This article was originally printed in Numismatic News.
The 1893-CC Morgan dollar is historic because it was the last of the Carson City Morgan dollars. The facility that had long been a disappointment would cease coin production after 1893 having never lived up to what officials thought was the potential of a mint located in the heart of the Comstock Lode.
In fact, 1893 was a tough year all around for the Mint. There was a large amount of money missing at the New Orleans facility with arrests and accusations flying. In addition, there were assorted articles in the press talking about the ridiculous situation in terms of silver dollars. It was not just the numismatic press of the day; it was Harper’s Weekly that talked about half a square mile of silver dollars.
There was some action taken that would be very important as the silver purchase clause of the Act of July 14, 1890, was repealed. That meant there would be no more silver purchases and that meant mintages would be dropping significantly as the other supplies of silver were limited. It all might have played a role in the decision on Carson City since the facility was doing little but producing silver dollars and gold.
The 1893-CC mintage was 677,000, which has to be seen as average for Carson City Morgan dollars. What happened to the mintage, however, was probably not normal. In the case of many of the Carson City dollars, they were shipped to Washington around 1900 to be stored. That ultimately kept them from being melted in the Pittman Act melting or being paid out in later years when a need surfaced. It enabled large numbers to be found among the final few million dollars still in the vault once the sale of $1,000 bags was halted in 1964.
However, it appears that some numbers of the 1893-CC did not make the trip to Washington. In fact, there are doubts as to whether any made the trip as the General Services Administration total was a single coin.
It would appear that instead of going to Washington, they went to the vault in San Francisco. There are reports even back to the 1920s of bags both in Washington and San Francisco.
There are other sporadic reports. Once again, they are not centered in one area. There is a report in Montana of a bag in 1955, probably from San Francisco. The Redfield estate had a bag, the coins of which were damaged from a counting machine. The best guess is that it too would have come from the vault in San Francisco, while the 10 bags reported by dealer Harry J. Forman are likely to have come from Washington.
One of the problems with this lack of pattern is that when the 1893-CC was released it was many times released to people who were not the least bit interested from a numismatic standpoint. Even when the coins did go to dealers or collectors, few would have been saved as there was no demand for an entire 1,000-coin bag. Moreover, some very well could have been taken from the vault in San Francisco and been melted.
While in the case of other Carson City dollars, the GSA sales would provide sometimes hundreds of thousands of examples to meet the demand, the single example of the 1893-CC was barely worth noting. Other possibilities like the Redfield coins also turned out to be disappointing and in the end the 1893-CC would be a much tougher Carson City dollar in Mint State.

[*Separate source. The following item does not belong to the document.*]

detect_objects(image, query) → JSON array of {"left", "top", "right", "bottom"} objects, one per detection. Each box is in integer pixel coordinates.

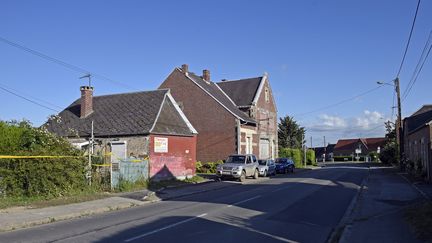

The 1893-CC is not a great rarity, but it is tougher than many other Carson City dollars, especially in Mint State. That is seen in its $3,500 price in MS-60 and its $70,000 listing in MS-65, where some believe there may be about 25 known examples.
For the average collector, it’s not only a price but an availability problem as most exceptional examples are in strong hands and not for sale. Moreover, the 1893-CC is usually heavily bag-marked, so in lower grades eye appeal can be an issue. Combined, the factors make the 1893-CC a very tough and somewhat overlooked date.